Women now start nearly half of new businesses in the U.S., yet decades-old structural gaps continue to make scaling a challenge. For Melissa Glick, this reality became personal after she sold her multimillion-dollar tech company to private equity in 2022 and tried retirement. It lasted just 33 days.
Founders kept reaching out—not for motivation, but for guidance on building businesses that could thrive without their constant presence. From those conversations, PEAK CEO was born, a company dedicated to helping founders, particularly women, move out of constant operator mode.
Real Operator Experience Over Theory
Glick’s methodology isn’t based on business school frameworks or trending leadership mantras—it’s drawn from over two decades of building and scaling companies herself. Her past achievements include recognition as a Colorado Company to Watch, Top Colorado Private Company, and recipient of the Morley Ballantine Leadership Award. She’s spoken to corporate leaders, including women at Boeing, yet her true credibility lies in having built teams, diagnosed bottlenecks, and scaled operations that actually work.

Through PEAK CEO, she helps business owners implement sales systems for high-ticket offers, operational frameworks including SOPs and dashboards, and marketing strategies designed for real conversion. Her approach prioritizes infrastructure over inspiration, giving founders the tools to scale without burning out.
Structural Gaps, Not Confidence Issues
Melissa Glick brings a particular perspective to her work with women founders. “Women aren’t failing because they lack confidence,” she says. “They’re failing because they’re navigating businesses without the same structural support that men are often taught to build from day one.”

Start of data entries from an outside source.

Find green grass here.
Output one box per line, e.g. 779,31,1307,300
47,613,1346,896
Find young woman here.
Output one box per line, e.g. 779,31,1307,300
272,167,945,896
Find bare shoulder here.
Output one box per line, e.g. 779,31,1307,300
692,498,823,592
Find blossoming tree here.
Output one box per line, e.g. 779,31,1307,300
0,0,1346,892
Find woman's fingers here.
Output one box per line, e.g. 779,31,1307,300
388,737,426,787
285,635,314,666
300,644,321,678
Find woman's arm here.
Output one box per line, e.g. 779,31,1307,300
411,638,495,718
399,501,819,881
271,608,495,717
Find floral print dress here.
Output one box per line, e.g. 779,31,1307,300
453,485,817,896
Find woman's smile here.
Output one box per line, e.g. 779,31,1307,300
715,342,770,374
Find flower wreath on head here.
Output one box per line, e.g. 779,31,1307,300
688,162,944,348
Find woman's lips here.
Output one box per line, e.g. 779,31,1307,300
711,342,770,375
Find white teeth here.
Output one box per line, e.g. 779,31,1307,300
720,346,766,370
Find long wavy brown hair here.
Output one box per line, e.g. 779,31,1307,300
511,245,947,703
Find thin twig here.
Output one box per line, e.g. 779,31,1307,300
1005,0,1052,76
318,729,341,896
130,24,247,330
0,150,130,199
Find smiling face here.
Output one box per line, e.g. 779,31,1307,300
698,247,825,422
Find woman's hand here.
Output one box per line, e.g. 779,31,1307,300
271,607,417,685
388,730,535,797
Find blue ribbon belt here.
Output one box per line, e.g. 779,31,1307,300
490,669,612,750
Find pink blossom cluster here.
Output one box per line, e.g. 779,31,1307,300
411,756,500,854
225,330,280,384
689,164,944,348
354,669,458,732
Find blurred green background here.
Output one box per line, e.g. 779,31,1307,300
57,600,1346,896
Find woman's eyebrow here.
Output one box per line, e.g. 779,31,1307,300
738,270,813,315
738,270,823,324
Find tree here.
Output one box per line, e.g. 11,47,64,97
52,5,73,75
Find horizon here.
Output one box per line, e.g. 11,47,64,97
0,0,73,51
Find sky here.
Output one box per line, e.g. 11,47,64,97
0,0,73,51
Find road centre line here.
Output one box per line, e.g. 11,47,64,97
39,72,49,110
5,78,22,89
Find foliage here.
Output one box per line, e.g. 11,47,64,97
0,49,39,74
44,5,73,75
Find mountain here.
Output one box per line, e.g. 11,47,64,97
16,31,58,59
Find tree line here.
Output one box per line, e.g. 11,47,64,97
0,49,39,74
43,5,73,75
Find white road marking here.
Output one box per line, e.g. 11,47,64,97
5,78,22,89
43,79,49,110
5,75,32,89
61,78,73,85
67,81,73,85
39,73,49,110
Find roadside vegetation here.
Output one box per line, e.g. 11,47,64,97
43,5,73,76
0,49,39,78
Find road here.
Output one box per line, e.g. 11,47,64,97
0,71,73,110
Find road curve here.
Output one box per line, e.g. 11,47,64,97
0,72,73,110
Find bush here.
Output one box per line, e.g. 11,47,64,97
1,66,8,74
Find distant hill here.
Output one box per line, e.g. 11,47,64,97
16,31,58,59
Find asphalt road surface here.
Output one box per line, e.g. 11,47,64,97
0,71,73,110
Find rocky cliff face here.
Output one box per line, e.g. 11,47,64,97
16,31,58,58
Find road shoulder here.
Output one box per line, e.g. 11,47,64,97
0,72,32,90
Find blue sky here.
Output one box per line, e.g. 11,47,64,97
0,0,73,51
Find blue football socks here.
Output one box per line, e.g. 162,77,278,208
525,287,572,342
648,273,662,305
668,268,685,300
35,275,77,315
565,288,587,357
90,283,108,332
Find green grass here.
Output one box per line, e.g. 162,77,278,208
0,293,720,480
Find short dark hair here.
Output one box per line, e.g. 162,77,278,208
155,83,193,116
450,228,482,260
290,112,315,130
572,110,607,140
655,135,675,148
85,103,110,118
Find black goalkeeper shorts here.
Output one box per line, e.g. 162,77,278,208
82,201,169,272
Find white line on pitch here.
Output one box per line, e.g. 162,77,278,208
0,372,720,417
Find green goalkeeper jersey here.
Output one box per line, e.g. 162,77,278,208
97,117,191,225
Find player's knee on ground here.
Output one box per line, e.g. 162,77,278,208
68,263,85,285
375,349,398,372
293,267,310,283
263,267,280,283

Her own journey mirrors this systems-based philosophy. Beyond her business exit, she lost 100 pounds applying the same structured methodology now central to her coaching and advisory work. That perspective—combining operational rigor with human insight—is exactly what she brings to her clients.
A Blueprint for Modern Women Founders
Rather than building another multimillion-dollar company with employees, Glick focuses on helping service-based business founders implement what she calls “sexy systems”—operational structures and strategies that free founders from constant firefighting. Her goal is clear: equip women with the tools, clarity, and confidence to scale their businesses in a sustainable way.
With burnout rates soaring and structural inequities slowing growth, Melissa Glick‘s approach is a timely solution for women founders who want to move past survival mode and build businesses that truly thrive.